**HW4 - Arman Behnam - A20522906**

**My Email: abehnam@hawk.iit.edu**

# 5.1

# 5.1.1

In a 16-byte cache block, 44 32-bit integers can be stored, since each 32-bit integer occupies 4 bytes.

*# Cache block size and size of each integer in bytes*

*cache\_block\_size\_bytes = 16*

*integer\_size\_bytes = 4 # 32-bit integer*

*# Number of integers that can be stored in a 16-byte cache block*

*num\_integers\_in\_cache\_block = cache\_block\_size\_bytes / integer\_size\_bytes*

*print(num\_integers\_in\_cache\_block)*

# 5.1.2

In the given C code snippet, temporal locality refers to the reuse of specific data and/or resources within relatively small-time durations:

* A[I][J]: exhibits temporal locality due to its use within the inner loop. Since A[I][J] is accessed multiple times in quick succession when I is constant and J is varying, there is a high likelihood that A[I][J] will be loaded into cache and reused before it gets evicted.
* B[I][0]: shows strong temporal locality.

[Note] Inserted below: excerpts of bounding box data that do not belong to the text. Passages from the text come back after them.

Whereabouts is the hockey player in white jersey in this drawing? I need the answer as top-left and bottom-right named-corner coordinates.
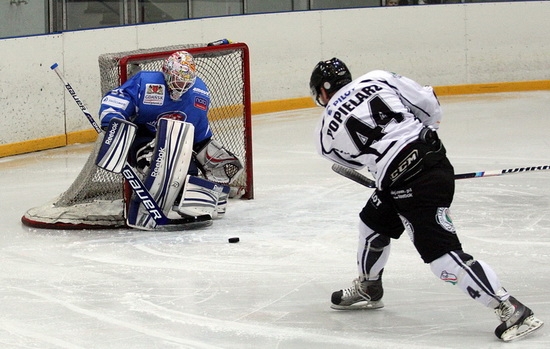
top-left (310, 58), bottom-right (543, 341)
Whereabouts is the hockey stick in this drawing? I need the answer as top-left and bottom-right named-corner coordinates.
top-left (332, 163), bottom-right (376, 188)
top-left (455, 165), bottom-right (550, 179)
top-left (332, 164), bottom-right (550, 188)
top-left (50, 63), bottom-right (168, 225)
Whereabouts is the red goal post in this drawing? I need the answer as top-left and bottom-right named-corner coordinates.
top-left (21, 43), bottom-right (254, 229)
top-left (115, 43), bottom-right (254, 199)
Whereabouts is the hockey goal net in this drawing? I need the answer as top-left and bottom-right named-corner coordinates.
top-left (22, 43), bottom-right (254, 229)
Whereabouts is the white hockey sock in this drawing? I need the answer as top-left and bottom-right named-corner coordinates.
top-left (357, 222), bottom-right (391, 280)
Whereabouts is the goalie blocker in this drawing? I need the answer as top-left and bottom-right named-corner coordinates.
top-left (96, 118), bottom-right (235, 230)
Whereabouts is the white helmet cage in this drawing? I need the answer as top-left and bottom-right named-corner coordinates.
top-left (162, 51), bottom-right (197, 101)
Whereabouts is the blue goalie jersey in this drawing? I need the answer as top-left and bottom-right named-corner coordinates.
top-left (99, 71), bottom-right (212, 143)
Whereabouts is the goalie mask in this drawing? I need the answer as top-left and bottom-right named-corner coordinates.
top-left (309, 57), bottom-right (351, 107)
top-left (162, 51), bottom-right (197, 101)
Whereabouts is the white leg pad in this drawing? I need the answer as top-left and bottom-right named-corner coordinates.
top-left (126, 118), bottom-right (194, 229)
top-left (430, 251), bottom-right (508, 308)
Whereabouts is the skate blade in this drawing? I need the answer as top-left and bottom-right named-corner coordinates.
top-left (330, 301), bottom-right (384, 310)
top-left (500, 315), bottom-right (544, 342)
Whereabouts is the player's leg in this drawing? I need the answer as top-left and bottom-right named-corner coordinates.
top-left (394, 157), bottom-right (542, 341)
top-left (331, 191), bottom-right (403, 310)
top-left (126, 118), bottom-right (194, 229)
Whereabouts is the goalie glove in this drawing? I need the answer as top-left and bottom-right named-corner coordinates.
top-left (196, 140), bottom-right (244, 184)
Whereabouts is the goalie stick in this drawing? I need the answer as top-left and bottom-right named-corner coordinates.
top-left (332, 164), bottom-right (550, 188)
top-left (50, 63), bottom-right (169, 225)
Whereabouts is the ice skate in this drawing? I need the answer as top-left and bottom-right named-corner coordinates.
top-left (495, 296), bottom-right (544, 342)
top-left (330, 279), bottom-right (384, 310)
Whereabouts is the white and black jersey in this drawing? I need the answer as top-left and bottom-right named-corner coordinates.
top-left (315, 70), bottom-right (441, 188)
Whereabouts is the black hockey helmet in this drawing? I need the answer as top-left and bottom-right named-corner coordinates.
top-left (309, 57), bottom-right (351, 107)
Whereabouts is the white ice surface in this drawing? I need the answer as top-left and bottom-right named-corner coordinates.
top-left (0, 91), bottom-right (550, 349)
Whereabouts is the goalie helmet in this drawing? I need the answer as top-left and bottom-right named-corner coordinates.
top-left (162, 51), bottom-right (197, 101)
top-left (309, 57), bottom-right (351, 107)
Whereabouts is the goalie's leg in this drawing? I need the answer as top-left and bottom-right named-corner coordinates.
top-left (126, 118), bottom-right (194, 229)
top-left (174, 176), bottom-right (229, 218)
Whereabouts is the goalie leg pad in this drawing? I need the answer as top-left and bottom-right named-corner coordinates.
top-left (96, 118), bottom-right (137, 173)
top-left (175, 176), bottom-right (229, 218)
top-left (126, 118), bottom-right (194, 229)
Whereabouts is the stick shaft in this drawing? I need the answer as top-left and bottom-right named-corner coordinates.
top-left (455, 165), bottom-right (550, 179)
top-left (51, 63), bottom-right (168, 225)
top-left (50, 63), bottom-right (101, 133)
top-left (332, 164), bottom-right (550, 188)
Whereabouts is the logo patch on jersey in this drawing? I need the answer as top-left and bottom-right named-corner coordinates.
top-left (399, 215), bottom-right (414, 242)
top-left (143, 84), bottom-right (165, 105)
top-left (439, 270), bottom-right (458, 285)
top-left (390, 149), bottom-right (418, 181)
top-left (195, 96), bottom-right (208, 110)
top-left (101, 96), bottom-right (128, 109)
top-left (157, 110), bottom-right (187, 121)
top-left (435, 207), bottom-right (456, 233)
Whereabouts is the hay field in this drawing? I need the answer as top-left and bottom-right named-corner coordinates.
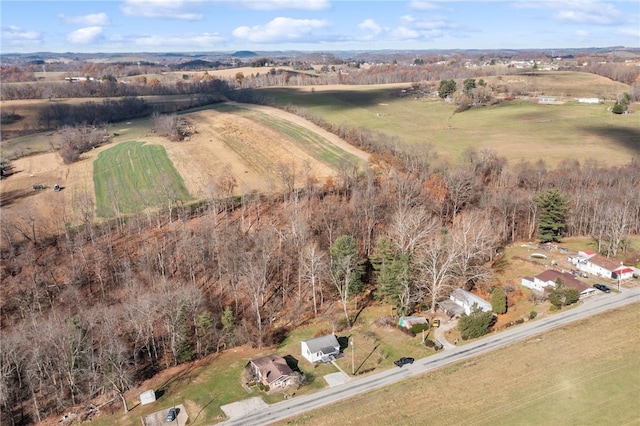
top-left (261, 73), bottom-right (640, 166)
top-left (0, 104), bottom-right (368, 236)
top-left (279, 304), bottom-right (640, 426)
top-left (93, 142), bottom-right (190, 217)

For each iteration of the outer loop (where I is the loop variable), B[I][0] is accessed 8000 times (once for each iteration of the inner loop). This repeated access over a short duration increases the chances of B[I][0] being held in the cache and reused.
* A[J][I]: Its temporal locality is not as strong as A[I][J] or B[I][0]. This is because the values of J and I both change with each iteration of the inner loop, leading to more scattered access patterns. However, for a fixed I in the outer loop, A[J][I] is accessed 8000 times in the inner loop, giving it some degree of temporal locality.

# 5.1.3

A[I][J] strongly exhibits spatial locality due to contiguous row-wise access, A[J][I] shows lesser spatial locality due to its column-wise access in a row-major stored array, and B[I][0] has spatial locality when considering the change in I in the outer loop, although it's more dominated by temporal locality.

# 5.1.4

To determine how many 16-byte cache blocks are needed to store all the 32-bit matrix elements being referenced in the provided MATLAB code, we need to understand the data layout and access pattern. MATLAB uses column-major order for storing matrices, which means elements within the same column are stored contiguously in memory.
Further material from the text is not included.